In the Phase I trial, KayoThera will administer KAYO-1609 as a single agent and then look at a dose-responsive biomarker that Esposito says will show whether the drug is actually interrogating the retinoid pathway. The main goal will be to assess safety and pharmacokinetics and pharmacodynamics, and secondary endpoints will include exploratory endpoints such as tumor response.
"Our hope is to show hints of efficacy in the Phase I and report on that, and then … we'd like to move into registrational trials with an orphan designation very early," he said. "We would definitely want a small but well-managed and randomized study that was registrational."

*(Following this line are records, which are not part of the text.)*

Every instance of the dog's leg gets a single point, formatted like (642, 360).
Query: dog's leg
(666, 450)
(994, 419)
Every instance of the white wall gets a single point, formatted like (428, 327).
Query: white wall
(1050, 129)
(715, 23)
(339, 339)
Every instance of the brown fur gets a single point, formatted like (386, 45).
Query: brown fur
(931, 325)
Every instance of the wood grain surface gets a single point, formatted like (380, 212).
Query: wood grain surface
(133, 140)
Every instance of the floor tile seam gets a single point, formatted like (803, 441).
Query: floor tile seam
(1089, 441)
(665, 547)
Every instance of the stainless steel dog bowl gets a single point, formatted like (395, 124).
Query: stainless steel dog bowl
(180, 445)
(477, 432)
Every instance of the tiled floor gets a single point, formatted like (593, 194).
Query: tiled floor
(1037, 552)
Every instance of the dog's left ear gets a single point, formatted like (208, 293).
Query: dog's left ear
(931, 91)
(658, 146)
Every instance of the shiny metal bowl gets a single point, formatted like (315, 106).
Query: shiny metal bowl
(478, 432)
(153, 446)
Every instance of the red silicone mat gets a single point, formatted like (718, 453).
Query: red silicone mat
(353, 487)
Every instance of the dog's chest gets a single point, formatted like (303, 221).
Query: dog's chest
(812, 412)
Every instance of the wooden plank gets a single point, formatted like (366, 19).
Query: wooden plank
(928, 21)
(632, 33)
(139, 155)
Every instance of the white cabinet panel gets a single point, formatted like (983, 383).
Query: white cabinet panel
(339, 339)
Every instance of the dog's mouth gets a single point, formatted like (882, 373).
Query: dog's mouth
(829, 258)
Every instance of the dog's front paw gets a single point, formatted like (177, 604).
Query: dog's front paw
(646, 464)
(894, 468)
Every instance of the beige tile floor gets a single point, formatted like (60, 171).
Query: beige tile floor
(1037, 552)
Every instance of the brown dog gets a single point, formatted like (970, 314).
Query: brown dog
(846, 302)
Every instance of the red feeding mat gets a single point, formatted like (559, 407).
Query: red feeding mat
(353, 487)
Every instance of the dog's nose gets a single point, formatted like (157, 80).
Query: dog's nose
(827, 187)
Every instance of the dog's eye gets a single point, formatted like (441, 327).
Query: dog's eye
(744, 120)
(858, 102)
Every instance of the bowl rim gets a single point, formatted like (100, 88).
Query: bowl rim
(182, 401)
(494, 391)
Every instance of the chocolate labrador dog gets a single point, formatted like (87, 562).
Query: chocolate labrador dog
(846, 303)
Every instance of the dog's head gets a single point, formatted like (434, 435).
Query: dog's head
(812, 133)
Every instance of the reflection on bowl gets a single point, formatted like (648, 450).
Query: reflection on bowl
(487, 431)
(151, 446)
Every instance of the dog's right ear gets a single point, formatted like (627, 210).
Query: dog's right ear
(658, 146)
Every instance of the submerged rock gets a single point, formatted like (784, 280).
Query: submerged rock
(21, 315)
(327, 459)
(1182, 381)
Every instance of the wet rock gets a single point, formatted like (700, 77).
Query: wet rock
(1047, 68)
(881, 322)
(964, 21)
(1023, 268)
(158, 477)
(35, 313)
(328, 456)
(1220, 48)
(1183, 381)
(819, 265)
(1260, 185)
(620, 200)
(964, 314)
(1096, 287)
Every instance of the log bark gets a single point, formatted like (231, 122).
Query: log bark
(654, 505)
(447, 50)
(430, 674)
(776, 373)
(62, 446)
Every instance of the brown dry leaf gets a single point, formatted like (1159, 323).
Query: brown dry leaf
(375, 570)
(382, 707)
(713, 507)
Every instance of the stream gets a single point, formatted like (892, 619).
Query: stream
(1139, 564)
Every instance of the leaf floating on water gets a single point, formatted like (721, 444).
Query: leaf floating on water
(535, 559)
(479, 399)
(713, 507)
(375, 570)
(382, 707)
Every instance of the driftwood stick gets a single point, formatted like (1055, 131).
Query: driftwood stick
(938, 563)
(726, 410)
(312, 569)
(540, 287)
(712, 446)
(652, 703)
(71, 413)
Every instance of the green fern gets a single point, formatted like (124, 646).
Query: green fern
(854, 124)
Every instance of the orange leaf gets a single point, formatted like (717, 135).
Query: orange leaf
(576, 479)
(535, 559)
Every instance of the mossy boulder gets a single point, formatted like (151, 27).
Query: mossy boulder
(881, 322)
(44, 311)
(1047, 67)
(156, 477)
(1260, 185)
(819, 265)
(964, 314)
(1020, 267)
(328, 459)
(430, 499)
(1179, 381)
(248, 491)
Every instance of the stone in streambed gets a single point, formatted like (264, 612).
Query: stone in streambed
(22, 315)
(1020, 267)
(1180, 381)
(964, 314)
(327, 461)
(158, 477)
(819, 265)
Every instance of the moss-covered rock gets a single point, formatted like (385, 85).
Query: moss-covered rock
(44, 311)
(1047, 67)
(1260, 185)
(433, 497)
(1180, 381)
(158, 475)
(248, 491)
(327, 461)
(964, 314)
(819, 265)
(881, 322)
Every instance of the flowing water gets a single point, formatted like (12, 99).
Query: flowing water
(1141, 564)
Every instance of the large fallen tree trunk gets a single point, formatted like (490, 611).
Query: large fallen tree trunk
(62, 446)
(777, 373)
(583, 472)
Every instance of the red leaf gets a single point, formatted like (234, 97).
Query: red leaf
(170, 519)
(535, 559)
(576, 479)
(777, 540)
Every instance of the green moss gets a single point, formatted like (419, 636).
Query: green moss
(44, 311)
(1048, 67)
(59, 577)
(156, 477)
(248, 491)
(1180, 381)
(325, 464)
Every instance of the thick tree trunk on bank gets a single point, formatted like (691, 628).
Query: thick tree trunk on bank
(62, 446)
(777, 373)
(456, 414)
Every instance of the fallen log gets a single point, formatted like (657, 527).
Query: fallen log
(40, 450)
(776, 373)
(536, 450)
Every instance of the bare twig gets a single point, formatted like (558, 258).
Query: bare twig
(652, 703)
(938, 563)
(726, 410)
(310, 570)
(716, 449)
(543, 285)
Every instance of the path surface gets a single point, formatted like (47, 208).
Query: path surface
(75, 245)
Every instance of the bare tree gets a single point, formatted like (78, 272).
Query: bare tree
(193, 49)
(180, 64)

Policy flux brings uncertainty for future indications
KayoThera hopes its Phase I trial will be the first step in its plan to move KAYO-1609 into registrational trials with orphan drug designation in small, difficult-to-treat patient populations. But looking further ahead, expansion into additional patient populations could hinge on the ongoing and contentious debates surrounding the Inflation Reduction Act's Medicare drug price negotiation provisions. Many drugmakers, trade groups, and organizations have taken their concerns to court with lawsuits opposing the Inflation Reduction Act, several on the grounds that it conflicts with the goals of the Orphan Drug Act.
As the new Inflation Reduction Act is written, drugs are only exempt from Medicare price negotiations if they have a single orphan drug indication. Starting to develop the drug in an orphan drug-designated indication and then expanding it into larger patient populations could subject it to negotiated prices, which drugmakers argue harms profitability and commercial viability.
"You hate to say it, but we're as much bound by the financial and commercial considerations as we are by the true interest in R&D," Esposito said. "I just don't know what the landscape is going to be, and I don't know who does."
For now, KayoThera is focused on its march toward the clinic to prove the "undruggable" retinoid pathway is a viable and promising cancer treatment target after all.